Selain cerita dan humornya yang bagus, saya juga kagum dengan cara penceritaan penulis. Penulis berhasil membawa aroma ketegangan saat membaca adegan pertandingan-pertandingan bulutangkis, saya turut merasa deg-degan membacanya. Mungkin memang ada beberapa bagian yang saya rasa ngga banget, misalnya pertengkaran Gusni dengan Gita yang berelo-gue, membuat saya merasa karakter Gusni berubah, Gusni yang baik tiba-tiba menjadi sinis. But overall, saya suka novel ini dan menyarankan anda untuk membacanya. Jarang sekali ada novel yang mengemas komplit masalah keluarga, persahabatan, hingga nasionalisme dengan ciamik seperti ini.

Artikel ini diikutsertakan pada Book Review Contest di BlogCamp

32 pemikiran pada “Book Review: 2

  1. Saya telah membaca dengan cermat artikel sahabat.
    Saya catat sebagai peserta
    Terima kasih atas partisipasi sahabat
    Salam hangat dari Surabaya

    Mel: Asiiik, asiiik,, udah kedaftar

  2. Mel saya belum baca komplit … 😀 … komen dulu aahh …
    Ooo bulat … mo ikutan jadi banci kontes … moga2 menang ya … 😛

    Mel: bukan mau ikutan jadi banci kontes, tapi kembali menjadi banci kontes lagi setelah vakum beberapa minggu.. hehe

  3. nanti kalau bunda dah bikin buku, mau di review sama Amel aja ……… 🙂

    semoga sukses ya Mel diacaranya PakDhe ini
    salam

    Mel: Boleh, Bund.. Dengan senang hati 😀 ditunggu bukunya ya Bund

  4. wahh keren nech reviewnya…..lengkap banget…..trs terakhirnya gimana nasib Gusni dgn penyakitnya? jd penasaran pengen baca novelnya…tp kalo tebalnya segitu rasanya ngga sanggup hihihi…..

    Mel: Wah, masak saya kasih spoiler nih.. Lumayan tebal sih memang, tapi karena alur ceritanya bagus saya masih enjoy bacanya.. hehe

  5. “Jangan pernah meremehkan kekuatan seorang manusia, karena Tuhan sedikitpun tidak pernah” saya bungkus mba kalimat sakti ini… hehehe

    waahh,,, tebal juga bukunya…. kalau saya mungkin sebulan selesainya baca buku setebal itu.. 😀

    Mel: saya juga suka quote itu, dan saya juga belum benar-benar selesai lho bukunya,, soalnya hasrat bermain di dunia maya lebih menggoda

  6. Whuaa….must read book nih Mel, yg 5 cm udh baca dan emang keren (palagi krn aku suka naik gunung), dan yg 2 ini jg keknya seru, coz aku suka badminton *halah*.

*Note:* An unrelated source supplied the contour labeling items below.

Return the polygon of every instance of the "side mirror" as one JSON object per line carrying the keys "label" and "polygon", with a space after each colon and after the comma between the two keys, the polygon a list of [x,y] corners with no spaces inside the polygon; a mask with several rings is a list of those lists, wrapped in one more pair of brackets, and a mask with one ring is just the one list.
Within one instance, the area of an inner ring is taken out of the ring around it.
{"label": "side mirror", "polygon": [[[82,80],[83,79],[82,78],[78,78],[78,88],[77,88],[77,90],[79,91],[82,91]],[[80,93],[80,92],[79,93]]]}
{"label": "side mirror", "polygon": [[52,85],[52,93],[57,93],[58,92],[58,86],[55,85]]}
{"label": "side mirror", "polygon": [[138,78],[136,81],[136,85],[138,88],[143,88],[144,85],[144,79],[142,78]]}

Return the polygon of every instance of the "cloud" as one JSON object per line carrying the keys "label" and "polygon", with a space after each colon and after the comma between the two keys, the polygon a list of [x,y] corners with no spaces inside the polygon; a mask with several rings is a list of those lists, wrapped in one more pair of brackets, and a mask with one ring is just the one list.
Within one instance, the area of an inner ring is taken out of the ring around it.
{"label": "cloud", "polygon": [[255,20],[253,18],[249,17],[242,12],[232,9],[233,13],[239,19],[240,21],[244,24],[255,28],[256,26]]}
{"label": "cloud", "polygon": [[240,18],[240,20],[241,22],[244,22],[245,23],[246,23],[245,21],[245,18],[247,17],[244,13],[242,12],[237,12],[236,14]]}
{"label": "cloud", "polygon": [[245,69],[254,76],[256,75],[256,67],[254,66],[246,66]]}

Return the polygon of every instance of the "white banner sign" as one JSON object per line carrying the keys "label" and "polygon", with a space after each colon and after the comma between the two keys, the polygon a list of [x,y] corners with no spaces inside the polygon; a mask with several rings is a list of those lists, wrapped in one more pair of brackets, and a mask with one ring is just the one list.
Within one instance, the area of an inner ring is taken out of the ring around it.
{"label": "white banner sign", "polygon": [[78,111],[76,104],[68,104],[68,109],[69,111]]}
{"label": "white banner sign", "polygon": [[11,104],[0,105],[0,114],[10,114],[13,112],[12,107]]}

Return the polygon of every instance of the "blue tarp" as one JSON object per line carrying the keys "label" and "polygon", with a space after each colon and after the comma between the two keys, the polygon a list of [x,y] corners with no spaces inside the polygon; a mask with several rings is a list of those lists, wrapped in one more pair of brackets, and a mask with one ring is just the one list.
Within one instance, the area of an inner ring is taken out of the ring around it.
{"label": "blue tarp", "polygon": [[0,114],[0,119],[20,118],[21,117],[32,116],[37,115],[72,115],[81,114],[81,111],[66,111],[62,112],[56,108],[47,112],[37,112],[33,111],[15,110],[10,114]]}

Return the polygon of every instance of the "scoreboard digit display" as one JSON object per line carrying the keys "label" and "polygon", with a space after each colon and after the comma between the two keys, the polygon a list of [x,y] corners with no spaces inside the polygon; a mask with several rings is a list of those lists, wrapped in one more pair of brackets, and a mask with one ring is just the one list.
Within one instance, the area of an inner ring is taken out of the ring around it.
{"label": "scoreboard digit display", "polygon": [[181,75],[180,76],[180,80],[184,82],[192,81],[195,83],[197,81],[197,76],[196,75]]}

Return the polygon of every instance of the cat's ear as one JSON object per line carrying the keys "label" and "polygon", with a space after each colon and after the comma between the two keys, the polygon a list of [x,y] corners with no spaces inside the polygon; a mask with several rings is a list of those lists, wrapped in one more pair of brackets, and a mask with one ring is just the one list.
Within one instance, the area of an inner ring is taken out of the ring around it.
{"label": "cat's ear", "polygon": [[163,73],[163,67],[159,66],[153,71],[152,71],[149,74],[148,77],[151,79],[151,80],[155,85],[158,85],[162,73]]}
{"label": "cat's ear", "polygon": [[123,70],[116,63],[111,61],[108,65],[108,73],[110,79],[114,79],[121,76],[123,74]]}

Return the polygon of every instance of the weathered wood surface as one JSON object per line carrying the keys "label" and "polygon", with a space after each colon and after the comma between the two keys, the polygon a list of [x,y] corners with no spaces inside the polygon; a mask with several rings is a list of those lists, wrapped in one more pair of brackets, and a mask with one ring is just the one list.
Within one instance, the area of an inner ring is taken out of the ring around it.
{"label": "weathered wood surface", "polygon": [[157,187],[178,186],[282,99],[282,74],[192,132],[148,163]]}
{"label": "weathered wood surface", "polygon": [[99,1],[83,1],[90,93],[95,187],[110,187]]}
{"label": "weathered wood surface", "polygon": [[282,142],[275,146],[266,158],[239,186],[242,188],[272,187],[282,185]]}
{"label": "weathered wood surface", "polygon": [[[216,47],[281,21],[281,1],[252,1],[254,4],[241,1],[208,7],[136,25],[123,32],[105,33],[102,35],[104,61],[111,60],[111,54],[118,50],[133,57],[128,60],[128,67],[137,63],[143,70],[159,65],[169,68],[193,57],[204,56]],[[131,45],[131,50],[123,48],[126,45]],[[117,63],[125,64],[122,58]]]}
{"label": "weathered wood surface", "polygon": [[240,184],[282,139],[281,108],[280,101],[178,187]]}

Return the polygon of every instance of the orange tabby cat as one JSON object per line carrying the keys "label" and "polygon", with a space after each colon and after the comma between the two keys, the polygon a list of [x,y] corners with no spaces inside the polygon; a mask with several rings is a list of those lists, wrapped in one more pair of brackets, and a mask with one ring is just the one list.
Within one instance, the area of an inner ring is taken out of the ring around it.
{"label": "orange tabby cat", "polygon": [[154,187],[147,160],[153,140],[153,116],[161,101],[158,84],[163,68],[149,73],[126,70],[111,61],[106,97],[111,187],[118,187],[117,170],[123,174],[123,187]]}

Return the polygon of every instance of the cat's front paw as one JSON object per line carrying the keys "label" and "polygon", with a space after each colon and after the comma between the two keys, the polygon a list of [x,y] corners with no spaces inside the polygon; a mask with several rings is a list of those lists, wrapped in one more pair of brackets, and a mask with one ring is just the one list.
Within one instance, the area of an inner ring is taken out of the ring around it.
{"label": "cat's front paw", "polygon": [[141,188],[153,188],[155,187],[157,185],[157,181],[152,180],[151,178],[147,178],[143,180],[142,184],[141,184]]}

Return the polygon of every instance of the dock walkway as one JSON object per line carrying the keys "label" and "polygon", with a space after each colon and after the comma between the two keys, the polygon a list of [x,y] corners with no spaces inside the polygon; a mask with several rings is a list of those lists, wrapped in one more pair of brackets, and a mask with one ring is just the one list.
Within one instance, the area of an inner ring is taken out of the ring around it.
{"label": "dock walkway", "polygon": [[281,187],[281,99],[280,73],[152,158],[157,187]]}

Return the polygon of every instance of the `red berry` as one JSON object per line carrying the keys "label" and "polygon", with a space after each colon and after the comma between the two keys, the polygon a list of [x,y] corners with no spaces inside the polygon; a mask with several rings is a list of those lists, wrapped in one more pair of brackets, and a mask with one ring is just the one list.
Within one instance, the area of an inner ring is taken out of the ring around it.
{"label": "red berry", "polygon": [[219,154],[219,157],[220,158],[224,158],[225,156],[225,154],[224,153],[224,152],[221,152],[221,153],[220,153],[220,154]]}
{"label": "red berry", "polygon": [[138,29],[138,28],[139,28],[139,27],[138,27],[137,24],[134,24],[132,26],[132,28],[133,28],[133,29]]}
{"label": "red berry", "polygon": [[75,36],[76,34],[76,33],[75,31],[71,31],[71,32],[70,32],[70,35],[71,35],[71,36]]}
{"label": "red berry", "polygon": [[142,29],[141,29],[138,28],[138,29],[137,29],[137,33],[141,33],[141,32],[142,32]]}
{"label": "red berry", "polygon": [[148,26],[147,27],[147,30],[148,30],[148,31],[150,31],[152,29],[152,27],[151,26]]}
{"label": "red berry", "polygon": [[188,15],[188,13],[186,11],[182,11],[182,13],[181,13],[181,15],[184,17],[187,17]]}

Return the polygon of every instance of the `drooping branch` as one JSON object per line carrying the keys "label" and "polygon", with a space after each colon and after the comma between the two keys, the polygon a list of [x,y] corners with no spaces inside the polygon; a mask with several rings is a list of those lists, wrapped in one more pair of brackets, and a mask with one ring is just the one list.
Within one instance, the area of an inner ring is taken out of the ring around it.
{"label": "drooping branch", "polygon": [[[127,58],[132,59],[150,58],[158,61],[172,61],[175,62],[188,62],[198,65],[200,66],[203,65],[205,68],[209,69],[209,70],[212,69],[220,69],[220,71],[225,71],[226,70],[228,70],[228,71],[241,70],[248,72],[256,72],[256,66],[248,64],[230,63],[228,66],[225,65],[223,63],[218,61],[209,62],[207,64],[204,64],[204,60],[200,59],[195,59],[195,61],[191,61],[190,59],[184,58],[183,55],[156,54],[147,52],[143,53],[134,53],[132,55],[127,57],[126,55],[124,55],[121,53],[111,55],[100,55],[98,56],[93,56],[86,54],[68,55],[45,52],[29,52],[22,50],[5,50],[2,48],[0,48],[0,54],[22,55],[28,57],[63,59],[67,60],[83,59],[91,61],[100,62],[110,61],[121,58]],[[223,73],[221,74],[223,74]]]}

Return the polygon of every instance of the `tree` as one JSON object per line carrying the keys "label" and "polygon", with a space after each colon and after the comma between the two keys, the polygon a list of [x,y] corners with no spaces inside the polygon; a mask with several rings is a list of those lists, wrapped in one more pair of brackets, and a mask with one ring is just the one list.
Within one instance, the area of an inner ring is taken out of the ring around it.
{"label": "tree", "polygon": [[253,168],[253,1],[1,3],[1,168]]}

    Gudlak ngontesnya ya Mel 😉

    Mel:Kalau mel lebih suka yang 2,, walau yang 5cm juga keren sih.. makasih teh 😀

  7. Kalau aku lebih suka baca buku nonfiksi. Tapi reviewnya ok?

    Mel: kebalikan dong kita, saya mah suka yang fiksi..
    Err, itu pujian ataaaau,… kok ada tanda tanyanya? hehe

  8. waahhh ameell… yg di bau-bau… hehehe
    aku tadinya mau nulis review ini untuk kontesnya pakde eh malah keduluan amel heheheh
    buku ini beli di jogja (asli, bukan fotokopian) dapet 45ribu hihihihi…

    aku suka deh sama Gusni & Harry.. Gusni-Gusni.. Harry-Harry.. Onde-Onde… 😀
    bikin terharu juga bacanya.. 😥

    Mel: Wah, ternyata kita kompakan. sama, amel juga terharu bacanya.. Wah itu amel belinya di Gramedia Jember, kalau ga salah 60ribu deh waktu itu..

  9. Baru tau saya ada novel “2” ini 😀
    Moga menang ya mbak 😀 😀

    Mel: emang terbitnya baru-baru ini kok am

  10. Review-nya mantap. Saya juga sudah baca buku ini, dan – sama seperti mbak – saya mendapati kesimpulan akhir mengenai pandangan saya akan buku tersebut adalah:

    “Jarang sekali ada novel yang mengemas komplit masalah keluarga, persahabatan, hingga nasionalisme dengan ciamik seperti ini.”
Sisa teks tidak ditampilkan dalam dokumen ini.